Preprocessing remains on CPU: Mesh-to-SDF conversion (~0.4s) is the primary source of total encoding time; GPU migration is needed for true real-time performance.
Open surface boundary artifacts: Reconstructions of non-watertight meshes are generally good, but slight artifacts exist at open boundaries. The authors suggest using UDF for further refinement.
Slow dynamic sequence encoding: The overfitting process for the decoder requires training, resulting in long encoding times, making it suitable only for offline scenarios.
Texture and massive meshes: Current work focuses solely on geometry. Future plans include texture compression and handling high-fidelity, large-scale meshes.

Implicit Geometry Representation: BOF/SDF (watertight only), UDF (general meshes but hard to extract surfaces)—this work bypasses watertight constraints via "sparsification + explicit position storage."
Mesh Compression: Draco (Morton codes + EdgeBreaker), V-DMC (base mesh + displacement), Geometry Images (conversion to 2D for video codecs)—all suffer from explicit topological quantization distortion.
Point Cloud Compression: G-PCC (Octree), SparsePCGC (learned sparse voxels)—conversion and Poisson reconstruction introduce distortion.
Implicit Field Compression: Tang et al. (patch-based TSDF), NeCGS (learned deformation fields)—dense representations are trapped in low resolution. This work breaks through to 512 resolution using sparse representations.
Inspiration: The idea of "sparsifying representation based on information density" can be extended to other geometry or scientific data compression tasks that are inherently sparse but require regular tensors.

Rating¶

Novelty: ⭐⭐⭐⭐ — The Sparse SDF Tensor design is concise and addresses the fundamental pain point of dense SDFs. The combination of E2E rate-distortion and sparse convolution for mesh compression is a clear incremental innovation.
Experimental Thoroughness: ⭐⭐⭐⭐ — Covers multi-source data (Mixed/ShapeNet/MPEG/ScanNet/MGN), compares against 5 representative methods, and includes BD-BR, complexity, visualization, dynamic sequences, non-watertight support, and multiple ablations.
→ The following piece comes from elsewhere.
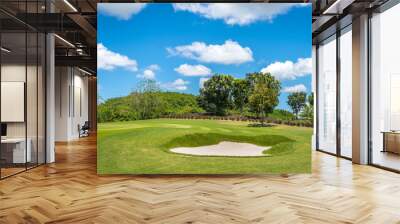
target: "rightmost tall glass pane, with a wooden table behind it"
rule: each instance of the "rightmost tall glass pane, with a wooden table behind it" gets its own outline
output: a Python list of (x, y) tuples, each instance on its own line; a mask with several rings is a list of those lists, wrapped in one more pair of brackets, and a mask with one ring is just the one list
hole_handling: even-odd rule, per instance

Very solid.
Writing Quality: ⭐⭐⭐⭐ — Clear motivational progression, effective diagrams (pipeline and SMC are intuitive), and coherent narrative between methods and experiments.
Value: ⭐⭐⭐⭐ — A 0.42 MB model + near real-time performance + 30%–90% bit rate savings offers direct utility for bandwidth-sensitive scenarios like VR and robotics. Open-sourced.